A Level English Language Website
Which is the most popular language in the world?
By Paul Baker
The language which has the most native speakers (e.g. people who speak a language as their first language) is Chinese, which accounts for about 1 in 5 speakers on the planet. After that, come English, Spanish and Hindi-Urdu (two languages which are written down differently, but sound similar enough to be understood by both sets of speakers when heard) - each of these account for about 1 in 20 speakers at the moment, although it's predicted that English is likely to slip to 5th place and be replaced by Arabic at some time in this century.
However, as well as first-language speakers, we can also count people who learn a language as a second language at school (second-language speakers). If we consider these people, then Mandarin Chinese is still at the top, with 1,052 million speakers, English comes second with 508 million speakers, Hindi-Urdu is third with 487 million speakers and Spanish is fourth with 417 million speakers.
We can also consider the number of countries across the world that use certain languages. So while English doesn't have more speakers than Chinese, it's spoken in many more countries than Chinese. As well as been spoken as a first language in the UK, the USA, Ireland, Australia, it's also the "official language" of countries like India and Singapore. And it has a special status in countries like China, Russia, Japan, Greece and Poland, where it is often taught as a foreign language.
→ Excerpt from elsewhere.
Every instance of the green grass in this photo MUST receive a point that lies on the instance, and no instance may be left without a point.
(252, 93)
English also has a special status in that it's used as a "world" language in lots of different ways. So about 80% of internet communication is in English, many global satellite television channels broadcast in English (CNN, Sky News, MTV), certain products (McDonalds, Coke, Pepsi) bring the English language to many places in the world (the picture above shows an example of one form of global English being used in McDonalds advertising), about 99% of European organisations use English as an official language, and the universal form of language used across the world by air traffic control centres is a simplified version of English. Therefore, English has impacted on the world more than any other language, even though it doesn't have the most speakers.
Whether English will continue to be known as the closest thing to a global language we have though is another matter.